Racconti nella Rete®

24° Premio letterario Racconti nella Rete 2024/2025

Premio Racconti nella Rete 2014 “Nero tra gli alberi sempreverdi” di Samantha Terrasi

Categoria: Premio Racconti nella Rete 2014

24 Novembre 2009

Questo viaggio comincia con la vista di Santa Rita avvolta nella  nebbia. Un treno mi aspetta sui binari per lasciare Torino alle ventidue e venti. Viaggerò l’intera notte affondando la testa nel giubbotto, respirando la mia stessa aria. Arriverò a Roma per affrontare un pezzo del mio passato.  Un passato che non è un romanzo.

Un passato che è scivolato su qualche schiaffo, su qualche ferita di troppo. E’ un viaggio nel Viaggio, è un percorso che è cominciato con il sole di Ottobre.

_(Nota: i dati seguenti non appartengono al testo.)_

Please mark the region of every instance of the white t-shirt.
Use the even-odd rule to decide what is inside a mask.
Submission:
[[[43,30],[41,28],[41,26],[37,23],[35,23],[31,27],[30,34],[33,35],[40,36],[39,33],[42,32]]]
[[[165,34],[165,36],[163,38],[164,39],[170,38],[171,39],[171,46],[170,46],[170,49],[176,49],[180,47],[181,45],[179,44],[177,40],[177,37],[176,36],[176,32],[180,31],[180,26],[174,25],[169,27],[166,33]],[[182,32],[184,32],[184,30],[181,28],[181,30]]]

È un passato tagliente ma Mio.

Questo viaggio comincia ora, dal finestrino di un autobus. Nella nebbia.

 

 

Ha ragione Vittoria non devo pentirmi di quello che è successo. Devo guardare al passato con fierezza. Ne devo lasciare testimonianza? Il treno è partito e fuori è buio. Perché sono salita su questo treno?

 

 

25 Novembre 2009

 

 

 

ore 6.30

Sono davanti a un cappuccino con cornetto. Ho gli occhi ancora attaccati dal sonno, da una notte trascorsa attraversando i binari. Il solito viaggio, il solito treno. Questa volta ho chiuso la tenda, ho voluto cancellare il mondo fuori per una manciata di ore. Il viaggio della miseria.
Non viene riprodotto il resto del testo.